Lisa Schmid Text 3

 

Jonathan wusste weder ein noch aus. Völlig verstört fuhr er nach Hause und überlegte, wie er dieses so scheinbar unlösbare Problem doch noch in den Griff bekommen konnte. Aber wie sollte er das machen? Er musste ja auch noch arbeiten gehen; er hatte also gar keine Zeit sich darum zu kümmern. Und morgen schon! Du meine Güte. Fieberhaft dachte er nach, doch auf der gesamten Heimfahrt viel ihm keine Lösung des Problems ein. Wie er die Situation drehte und wendete, da war einfach nichts. Alles was ihm einfiel war weggehen, einfach abhauen. Aber das hätte wochen- ja sogar monatelanger Vorbereitung bedurft, und diese Zeit hatte er nicht. Jonathan blieb nichts anderes übrig als sich der Situation zu beugen.
Am nächsten Morgen nun klingelte der Notar um acht Uhr an Jonathans Tür und brachte ihm den kleinen Moritz vorbei. Völlig eingeschüchtert stand er vor Jonathan, und es schien, als ob er genauso hilflos war wie sein Gegenüber. Artig gab er ihm die Hand und verabschiedete sich von Herrn Schmitt, der noch einen ganz dringenden Termin hatte. Jonathan hatte ja gehofft, er könne nochmal mit ihm reden, aber er war genauso schnell wieder verschwunden wie er gekommen war.
Was mache ich bloß mit diesem Kind? Es steht da so blöd in der Ecke. Warum kann mir denn keiner helfen? Aber da war niemand. Die wenigen Bekannte, die er hatte, waren alle nicht erreichbar gewesen; sogar seine Mutter nicht.
Als er sich diese Tatsache noch einmal durch den Kopf gehen ließ, während er den kleinen Moritz betrachtete, kam ihm der Gedanke: Dies muss eine Verschwörung sein! Ja, natürlich. Es kann ja auch nicht sein, dass es außer mir niemanden gibt, der sich um das Kind kümmern kann. Die wollen mich auf die Probe stellen! Natürlich. Aber mit mir nicht! Das lasse ich nicht mit mir machen! Die werden schon sehen! Ich werde einfach so weiter machen wie bisher. Wenn ich diesen Bengel ignoriere, wird schon jemand kommen, der das Kind wieder zu sich nimmt. Wahrscheinlich ist Anja auch gar nicht gestorben.

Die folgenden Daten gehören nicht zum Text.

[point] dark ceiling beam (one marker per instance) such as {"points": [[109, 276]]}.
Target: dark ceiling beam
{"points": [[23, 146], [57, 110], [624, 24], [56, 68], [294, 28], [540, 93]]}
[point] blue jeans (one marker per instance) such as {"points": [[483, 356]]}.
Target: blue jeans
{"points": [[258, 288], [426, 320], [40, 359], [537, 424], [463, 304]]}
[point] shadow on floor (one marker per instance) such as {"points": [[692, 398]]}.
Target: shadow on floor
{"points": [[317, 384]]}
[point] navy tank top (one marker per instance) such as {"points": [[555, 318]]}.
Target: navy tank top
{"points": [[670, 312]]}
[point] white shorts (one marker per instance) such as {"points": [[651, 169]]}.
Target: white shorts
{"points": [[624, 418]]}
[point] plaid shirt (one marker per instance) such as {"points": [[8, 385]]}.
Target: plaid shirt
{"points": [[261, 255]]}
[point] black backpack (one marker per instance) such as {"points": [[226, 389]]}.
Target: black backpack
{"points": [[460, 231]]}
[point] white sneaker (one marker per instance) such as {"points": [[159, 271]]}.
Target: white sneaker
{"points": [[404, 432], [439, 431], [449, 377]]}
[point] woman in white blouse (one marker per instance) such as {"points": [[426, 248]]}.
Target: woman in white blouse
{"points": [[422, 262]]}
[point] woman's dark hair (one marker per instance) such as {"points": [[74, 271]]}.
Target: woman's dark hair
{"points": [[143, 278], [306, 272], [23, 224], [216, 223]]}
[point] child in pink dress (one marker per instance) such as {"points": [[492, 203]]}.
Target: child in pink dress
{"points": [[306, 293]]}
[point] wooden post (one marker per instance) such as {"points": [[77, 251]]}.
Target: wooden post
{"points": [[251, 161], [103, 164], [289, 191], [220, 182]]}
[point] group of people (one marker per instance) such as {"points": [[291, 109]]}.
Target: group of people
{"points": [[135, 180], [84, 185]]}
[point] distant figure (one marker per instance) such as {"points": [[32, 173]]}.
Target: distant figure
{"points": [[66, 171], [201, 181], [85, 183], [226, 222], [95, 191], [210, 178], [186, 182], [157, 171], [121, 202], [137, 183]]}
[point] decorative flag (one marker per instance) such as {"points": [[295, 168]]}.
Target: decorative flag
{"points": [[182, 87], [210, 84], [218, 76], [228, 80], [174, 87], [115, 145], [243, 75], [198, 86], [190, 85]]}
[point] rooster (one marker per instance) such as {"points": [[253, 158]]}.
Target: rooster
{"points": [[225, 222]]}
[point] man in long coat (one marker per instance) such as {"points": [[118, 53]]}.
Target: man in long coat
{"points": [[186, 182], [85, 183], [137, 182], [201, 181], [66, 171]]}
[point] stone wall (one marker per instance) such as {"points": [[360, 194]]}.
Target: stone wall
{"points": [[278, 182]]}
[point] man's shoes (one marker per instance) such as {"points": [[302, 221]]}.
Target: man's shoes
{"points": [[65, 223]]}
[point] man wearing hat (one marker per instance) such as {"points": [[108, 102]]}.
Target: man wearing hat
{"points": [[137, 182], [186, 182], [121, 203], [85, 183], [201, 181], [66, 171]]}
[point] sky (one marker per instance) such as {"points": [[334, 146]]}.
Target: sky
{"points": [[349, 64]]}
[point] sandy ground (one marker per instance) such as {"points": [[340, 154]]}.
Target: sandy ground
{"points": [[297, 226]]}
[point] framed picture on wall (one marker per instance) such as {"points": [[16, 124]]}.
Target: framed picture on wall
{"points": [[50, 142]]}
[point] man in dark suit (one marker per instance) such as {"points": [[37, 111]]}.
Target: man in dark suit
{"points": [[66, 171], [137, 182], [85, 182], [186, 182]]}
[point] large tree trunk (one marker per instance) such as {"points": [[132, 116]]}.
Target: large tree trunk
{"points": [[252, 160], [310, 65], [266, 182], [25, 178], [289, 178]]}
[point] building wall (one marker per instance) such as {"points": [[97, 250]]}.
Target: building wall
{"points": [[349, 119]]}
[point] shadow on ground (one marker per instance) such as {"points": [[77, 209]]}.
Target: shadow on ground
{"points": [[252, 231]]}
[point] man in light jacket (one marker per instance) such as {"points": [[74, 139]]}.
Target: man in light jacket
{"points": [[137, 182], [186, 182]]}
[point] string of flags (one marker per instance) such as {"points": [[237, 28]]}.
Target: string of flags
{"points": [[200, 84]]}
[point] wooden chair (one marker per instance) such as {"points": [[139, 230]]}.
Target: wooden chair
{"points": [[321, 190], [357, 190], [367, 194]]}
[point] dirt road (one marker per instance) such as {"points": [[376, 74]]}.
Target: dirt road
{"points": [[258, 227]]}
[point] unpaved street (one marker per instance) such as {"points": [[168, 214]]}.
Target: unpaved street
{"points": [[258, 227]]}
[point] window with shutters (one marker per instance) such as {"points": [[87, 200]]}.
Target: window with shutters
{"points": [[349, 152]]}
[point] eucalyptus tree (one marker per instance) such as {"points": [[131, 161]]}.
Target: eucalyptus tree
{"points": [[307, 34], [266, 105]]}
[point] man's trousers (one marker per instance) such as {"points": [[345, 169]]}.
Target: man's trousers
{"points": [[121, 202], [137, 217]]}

Das ist alles nur ein Trick. Ha, ich hab euch durchschaut!
Diese Gedanken waren nun der Anfang von Jonathans Wahnsinn. Er war von dieser Idee so besessen, dass er zu keinem anderen Gedanken mehr fähig war. An Moritz dachte er schon gar nicht mehr. Er ließ ihn einfach in der Haustür stehen und machte sich auf den Weg zur Arbeit. Und tatsächlich: es funktionierte. Moritz war den ganzen Tag aus seinen Gedanken verschwunden. Auch auf dem Weg nach Hause fühlte er sch wie sonst, freute sich sogar auf seinen allwöchentlichen Abend in seiner Stammkneipe.
Doch als er, zu Hause angekommen, die Haustür aufschloss, traute er seinen Augen kaum.